See, some game developers just don't seem to understand what the porn industry has figured out long
ago. Porn knows it would be wrong to have a pool boy glance through the patio window only to spot
his employer's sexy daughter (on vacation from her all-girl's college) eyeing him while lazing
sideways across a recliner as she's
idly talking to her very good friend— with whom she shares everything— then...
having him jump across the moving platforms above the pool so they can all team up and fight aliens.
They know that a flimsy premise and embellished female sexual permissiveness must segue very quickly
into somebody putting something inside someone else, something non-bullet and non-sword.
But game developers who cater to those— and who themselves are— thinking with their dicks
are, across the board, also too chickenshit to just make a porn game. American game developers,
anyway. The Japanese are on it. So instead, you get all the pole dancing, jiggling, panty shots, and
irredeemably stupid come-ons, with none of the payoff. At most, you might see two nipples
simultaneously, and they'll undoubtedly belong to the same woman. Then the developers try to make up
for the $40 cost difference between their game and five seconds at the local strip club with some
half-assed knockoff of a game you played last year.

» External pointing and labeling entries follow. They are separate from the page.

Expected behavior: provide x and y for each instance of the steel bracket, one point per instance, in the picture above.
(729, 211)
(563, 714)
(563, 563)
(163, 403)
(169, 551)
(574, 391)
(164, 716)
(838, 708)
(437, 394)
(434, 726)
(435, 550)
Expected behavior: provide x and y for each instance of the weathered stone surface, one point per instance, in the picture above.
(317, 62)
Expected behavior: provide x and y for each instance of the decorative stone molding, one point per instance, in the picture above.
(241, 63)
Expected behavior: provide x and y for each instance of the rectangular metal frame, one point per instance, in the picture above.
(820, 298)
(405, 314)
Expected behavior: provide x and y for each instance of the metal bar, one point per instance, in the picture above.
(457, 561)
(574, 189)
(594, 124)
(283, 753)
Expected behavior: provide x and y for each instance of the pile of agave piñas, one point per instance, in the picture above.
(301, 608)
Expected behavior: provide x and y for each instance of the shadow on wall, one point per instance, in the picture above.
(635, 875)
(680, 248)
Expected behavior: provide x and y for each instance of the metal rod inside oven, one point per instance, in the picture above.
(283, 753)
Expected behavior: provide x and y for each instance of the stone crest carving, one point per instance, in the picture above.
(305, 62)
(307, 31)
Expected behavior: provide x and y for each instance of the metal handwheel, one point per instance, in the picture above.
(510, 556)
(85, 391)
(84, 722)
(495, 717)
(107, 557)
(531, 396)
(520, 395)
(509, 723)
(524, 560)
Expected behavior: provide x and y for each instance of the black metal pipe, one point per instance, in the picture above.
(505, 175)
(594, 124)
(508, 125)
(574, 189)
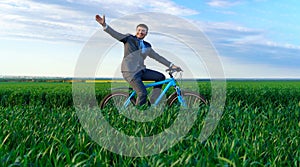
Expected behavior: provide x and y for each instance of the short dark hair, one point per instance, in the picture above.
(143, 25)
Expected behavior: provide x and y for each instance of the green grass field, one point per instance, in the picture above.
(259, 127)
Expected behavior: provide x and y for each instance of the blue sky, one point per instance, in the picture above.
(254, 38)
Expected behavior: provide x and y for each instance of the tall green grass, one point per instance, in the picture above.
(260, 127)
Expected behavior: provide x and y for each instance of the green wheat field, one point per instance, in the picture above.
(260, 126)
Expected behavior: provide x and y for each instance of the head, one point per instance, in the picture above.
(141, 31)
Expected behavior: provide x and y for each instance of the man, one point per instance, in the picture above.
(135, 51)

What is the point? I mean, most of the time when I'm playing a video game, I'm not having sex. Thus,
in part of my mind, I want to have sex. Does the game I'm playing really need
to do what my brain is already doing, presenting the idea of some really great sex and then not
figuring out how to actually give it to me? It would be insulting if I didn't have the comfort of the
knowledge that the developers annoying me with this are really desperate in more ways than one— even
the developers who aren't in the seventh year of development on their first Windows game.
If you remain unconvinced, take a look at this old Fear Effect 2 ad that reader JP submitted after
seeing it on famously nicknamed game journalist loonyboi's blog:
Original, actual print ad.
If this makes you interested in Fear Effect 2— or perhaps interested but with a vague sense of
it being insulting towards women and therefore OK since you don't actually know many women but if you
did you wouldn't show them this— you've been had. Here, look at what the ad is really saying:
Implicit message revealed, and original ass tagline upgraded to
something they wish they could use.
Now I know that just about anything can be fetishized, and that there's money to be made. That's a decent theory
as to why these games exist. On a fetish scale of "poop" to "stern, but secretly passionate young English
teachers", flesh-toned polygons might even fall right of center. But, ultimately, even extreme softcore fetish
is still fetish and still pretty creepy if you aren't into it. At Best Buy, Crying Japanese Women Farting on
Birthday Cakes Volume 3 doesn't share shelf space with Pirates of the Caribbean. They may not even carry it; they keep hanging up when I call and ask.
But BMX XXX sits next to Burnout, and that's just wrong. As soon as Sid Meier goes on record as saying games
should no longer be considered a series of interesting decisions, but instead a series of interesting primary
and secondary sexual characteristics, I'll recant. But not until then.